Vivekananda Degree College (also known as "Vivekananda College of Arts, Science & Commerce" or "VC Puttur") is located in the locality of Nehru Nagar, about 3 km north-east to the center of the city of Puttur in Karnataka state, India.  This college is run by Vivekananda Vidyavardhaka Sangha Puttur (VVS).

The college is accredited at 'A' by National Assessment and Accreditation Council. The college totally has around 2000 students and 100 faculty members in various disciplines.

History 

Established in 1965 by a private organization "Puttur Education Society". The college is named after influential spiritual leaders and philosopher Swami Vivekananda.

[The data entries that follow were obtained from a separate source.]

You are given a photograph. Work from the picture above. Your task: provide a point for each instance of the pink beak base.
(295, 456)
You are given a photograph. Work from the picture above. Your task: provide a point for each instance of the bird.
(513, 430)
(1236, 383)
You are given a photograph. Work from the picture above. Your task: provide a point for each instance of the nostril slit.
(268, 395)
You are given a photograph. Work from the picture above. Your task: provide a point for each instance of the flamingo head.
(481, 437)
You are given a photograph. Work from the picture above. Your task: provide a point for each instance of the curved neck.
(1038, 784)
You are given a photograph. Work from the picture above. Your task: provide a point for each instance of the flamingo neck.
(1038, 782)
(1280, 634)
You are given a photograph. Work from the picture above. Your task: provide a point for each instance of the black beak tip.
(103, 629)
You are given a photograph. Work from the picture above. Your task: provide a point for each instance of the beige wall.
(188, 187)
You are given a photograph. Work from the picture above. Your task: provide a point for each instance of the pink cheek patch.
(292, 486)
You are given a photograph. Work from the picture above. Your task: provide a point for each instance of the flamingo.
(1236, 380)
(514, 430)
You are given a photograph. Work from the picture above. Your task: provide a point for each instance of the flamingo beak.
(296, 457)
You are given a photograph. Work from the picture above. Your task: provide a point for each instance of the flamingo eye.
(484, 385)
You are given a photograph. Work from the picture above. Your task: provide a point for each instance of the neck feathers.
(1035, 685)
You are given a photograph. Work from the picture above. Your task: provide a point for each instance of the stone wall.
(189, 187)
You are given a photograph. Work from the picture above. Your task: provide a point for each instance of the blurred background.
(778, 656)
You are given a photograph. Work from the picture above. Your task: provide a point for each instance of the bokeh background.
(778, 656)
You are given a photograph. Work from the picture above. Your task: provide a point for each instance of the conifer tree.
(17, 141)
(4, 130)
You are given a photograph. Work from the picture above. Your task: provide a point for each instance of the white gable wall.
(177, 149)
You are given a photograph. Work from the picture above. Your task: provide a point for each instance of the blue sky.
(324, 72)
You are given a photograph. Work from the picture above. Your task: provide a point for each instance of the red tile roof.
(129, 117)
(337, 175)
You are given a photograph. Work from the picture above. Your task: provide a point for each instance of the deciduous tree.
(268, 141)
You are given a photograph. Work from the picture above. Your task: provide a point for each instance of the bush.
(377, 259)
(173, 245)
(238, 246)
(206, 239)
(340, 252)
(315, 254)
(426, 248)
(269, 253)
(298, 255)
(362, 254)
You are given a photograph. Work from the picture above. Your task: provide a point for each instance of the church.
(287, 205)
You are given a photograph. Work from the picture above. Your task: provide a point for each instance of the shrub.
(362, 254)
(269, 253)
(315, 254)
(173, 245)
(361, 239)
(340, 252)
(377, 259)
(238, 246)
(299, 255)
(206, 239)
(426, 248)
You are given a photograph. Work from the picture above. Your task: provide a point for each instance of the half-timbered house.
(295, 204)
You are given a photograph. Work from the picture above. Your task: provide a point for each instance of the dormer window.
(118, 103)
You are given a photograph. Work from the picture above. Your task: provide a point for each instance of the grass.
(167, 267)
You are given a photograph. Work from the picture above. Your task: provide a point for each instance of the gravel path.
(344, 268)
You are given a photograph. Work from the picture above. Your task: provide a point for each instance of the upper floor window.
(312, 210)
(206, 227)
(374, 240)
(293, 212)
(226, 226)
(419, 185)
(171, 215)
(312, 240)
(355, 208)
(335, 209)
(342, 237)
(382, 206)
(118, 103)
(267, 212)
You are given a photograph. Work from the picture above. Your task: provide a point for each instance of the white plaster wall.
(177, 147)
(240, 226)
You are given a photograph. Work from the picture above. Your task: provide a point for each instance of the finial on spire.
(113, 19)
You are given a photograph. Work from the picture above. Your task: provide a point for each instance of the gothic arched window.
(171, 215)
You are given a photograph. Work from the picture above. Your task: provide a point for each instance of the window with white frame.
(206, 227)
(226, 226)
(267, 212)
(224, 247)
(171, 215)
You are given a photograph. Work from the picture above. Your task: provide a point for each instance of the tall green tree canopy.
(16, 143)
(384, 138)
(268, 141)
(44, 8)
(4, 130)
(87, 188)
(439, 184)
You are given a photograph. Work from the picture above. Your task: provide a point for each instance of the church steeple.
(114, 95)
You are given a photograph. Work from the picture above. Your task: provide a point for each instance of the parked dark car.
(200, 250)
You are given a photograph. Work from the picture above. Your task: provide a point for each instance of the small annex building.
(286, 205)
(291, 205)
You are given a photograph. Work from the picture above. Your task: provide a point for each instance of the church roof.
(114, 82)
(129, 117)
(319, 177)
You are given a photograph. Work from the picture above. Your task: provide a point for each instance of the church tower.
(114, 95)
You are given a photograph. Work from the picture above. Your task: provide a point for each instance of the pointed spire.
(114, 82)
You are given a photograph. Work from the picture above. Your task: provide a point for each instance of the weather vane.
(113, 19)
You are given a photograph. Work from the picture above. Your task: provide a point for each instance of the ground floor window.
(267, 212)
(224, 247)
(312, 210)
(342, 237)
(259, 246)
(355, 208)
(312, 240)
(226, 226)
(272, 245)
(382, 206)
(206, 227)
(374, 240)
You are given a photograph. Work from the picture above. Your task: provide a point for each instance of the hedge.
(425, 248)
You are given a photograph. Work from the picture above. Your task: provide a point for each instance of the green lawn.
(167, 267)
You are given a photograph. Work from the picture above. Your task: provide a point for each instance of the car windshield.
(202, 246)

The visionaries and members of 'Puttur Education Society' (now renamed as 'Vivekananda Vidyavardhaka Sangha') behind the origin of this college are Molahalli Shiva Rao, Baindoor Rama Rao, Dharmastala Manjayya Heggade, Rao Bahadur Raghunatha Rao, Baindoor Prabhakar Rao, Jnanapeeta award winner Dr Kota Shivarama Karanth, and Sri K Rama Bhat..

Academics
The duration of the courses for bachelor's degree is three years. All courses include two mandatory languages: English and either Kannada, Hindi or Sanskrit. Courses award Bachelor of Arts (B.A), Bachelor of Science (B.Sc), Bachelor of Commerce (B.Com), Bachelor of Business Management (B.B.M.) or Bachelor of Computer Application (B.C.A.). In addition there are one year certificate course and two year diploma course in Rural Marketing.

Admissions 
The admissions, based on the availability of seats, are open to everyone who has completed Pre University Course (or any other 11th and 12th grade course that is considered equivalent by the Mangalore University). Those seeking admission to B.Sc. should have studied Science in PUC. Those seeking admission to B.Com. and B.B.M. should have studied Business Studies and Accountancy in PUC. Those seeking admission to B.A and B.C.A. could come from any stream.

Campus 
Vivekananda College campus is spread over an area of about  located in Nehru Nagar, approximately 3 km from the city of Puttur, Karnataka. A statue of Swami Vivekananda is situated at the entrance of the campus.

Library
The College library is located very close to the main College building. The library follows an open-access system and allows outsiders too to use books of referral worth and this library is considered one of the best libraries under the affiliated Colleges of Mangalore university with more than 77,000 volumes.

Hostels
The hostels for boys and girls are available at a very subsidized rate for students from remote places and are situated within the campus. They also have individual attached vegetarian messes to cater to meals for hostelers.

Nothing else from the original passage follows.